An adjustable or variable interest loan is just what the name says. Every month you will have a different payment to make. The amount is designated or decided by certain lenders depending upon the current prime rate of interest. There are some obvious negative aspects of this kind of a loan.
The most inconvenient of all is that the borrower will never know how much exactly they will be paying this month. While payments do not fluctuate a lot, there is always a little variation.
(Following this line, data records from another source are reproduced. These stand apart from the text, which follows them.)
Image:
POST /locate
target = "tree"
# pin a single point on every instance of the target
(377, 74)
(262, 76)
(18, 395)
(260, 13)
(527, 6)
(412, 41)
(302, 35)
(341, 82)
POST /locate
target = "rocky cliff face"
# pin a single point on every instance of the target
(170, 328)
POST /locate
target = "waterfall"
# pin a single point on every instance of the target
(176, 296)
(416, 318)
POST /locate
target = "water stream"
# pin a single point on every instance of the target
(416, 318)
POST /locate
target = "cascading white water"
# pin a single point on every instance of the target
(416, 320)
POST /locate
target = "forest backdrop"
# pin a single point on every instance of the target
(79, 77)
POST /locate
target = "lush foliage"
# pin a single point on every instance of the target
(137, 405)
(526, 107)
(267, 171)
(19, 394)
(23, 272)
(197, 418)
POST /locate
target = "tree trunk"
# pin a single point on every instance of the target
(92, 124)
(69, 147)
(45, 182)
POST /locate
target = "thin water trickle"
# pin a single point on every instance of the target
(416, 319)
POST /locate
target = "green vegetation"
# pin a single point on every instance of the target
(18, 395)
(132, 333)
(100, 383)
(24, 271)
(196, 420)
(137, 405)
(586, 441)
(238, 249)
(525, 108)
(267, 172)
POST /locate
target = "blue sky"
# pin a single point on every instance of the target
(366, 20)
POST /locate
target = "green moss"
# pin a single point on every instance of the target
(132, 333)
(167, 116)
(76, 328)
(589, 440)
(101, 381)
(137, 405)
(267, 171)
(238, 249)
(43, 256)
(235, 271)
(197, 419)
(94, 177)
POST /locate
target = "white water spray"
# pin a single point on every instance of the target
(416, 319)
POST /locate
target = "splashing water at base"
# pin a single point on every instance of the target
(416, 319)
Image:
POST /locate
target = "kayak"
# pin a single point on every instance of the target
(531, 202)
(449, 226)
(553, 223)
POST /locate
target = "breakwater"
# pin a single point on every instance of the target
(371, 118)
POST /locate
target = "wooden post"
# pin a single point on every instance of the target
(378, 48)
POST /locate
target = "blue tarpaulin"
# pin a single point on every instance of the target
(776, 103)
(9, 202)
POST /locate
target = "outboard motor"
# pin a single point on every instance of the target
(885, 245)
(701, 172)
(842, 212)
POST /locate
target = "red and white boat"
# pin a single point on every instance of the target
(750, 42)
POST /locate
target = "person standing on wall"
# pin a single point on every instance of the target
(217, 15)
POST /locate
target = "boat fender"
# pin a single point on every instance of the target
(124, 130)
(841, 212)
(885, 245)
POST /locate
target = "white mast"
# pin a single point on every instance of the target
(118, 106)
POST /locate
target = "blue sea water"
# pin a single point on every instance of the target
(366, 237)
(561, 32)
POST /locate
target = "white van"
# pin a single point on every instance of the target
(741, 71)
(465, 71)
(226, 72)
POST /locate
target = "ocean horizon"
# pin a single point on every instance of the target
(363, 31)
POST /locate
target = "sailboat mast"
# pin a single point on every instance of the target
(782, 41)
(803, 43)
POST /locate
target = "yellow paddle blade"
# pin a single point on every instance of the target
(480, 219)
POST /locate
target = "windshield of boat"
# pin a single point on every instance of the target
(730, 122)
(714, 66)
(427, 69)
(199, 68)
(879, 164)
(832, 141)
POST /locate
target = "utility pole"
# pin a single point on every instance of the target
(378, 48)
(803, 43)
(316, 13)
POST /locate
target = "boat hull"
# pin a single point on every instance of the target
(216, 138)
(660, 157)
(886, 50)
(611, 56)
If you happen to miss any payment for whatever reason, you will end up paying ridiculously high interest for the missed payment or late fees. This is true even if you missed it because of an oversight owing to the fact that you were not aware of how much you had actually to pay.
Therefore, stability is one of the prime reasons that people seek to refinance their mortgage.
Now you would say that if people want stability then why go for adjustable or variable interest loans in the first place. The reason is that some years back, the market saw great fluctuations in interest rates.
While rates are quite steady at present, it is always possible that they will go up at any time. That is a reason for seeking mortgage refinance. Even if the rates of interest shoot up, you are at least secure in the knowledge that your loan is secure in a certain specified rate.
On the other hand, if the rates were to drop significantly, you would be stuck paying a high interest when others were paying a lower one. Therefore, it is all up to you to decide if you want to take the risk.
At times, the situation of the borrower does not allow them to go for a fixed-rate loan. However, you can better your position by regularly paying for your present loan. This might allow you to qualify for a loan that offers better terms.
In fact, if you have been “good” and made your payments in time and the lender is convinced that you are completely willing to satisfy the terms and conditions of the better loan then they might offer you that. in this case, mortgage refinance might be a better option.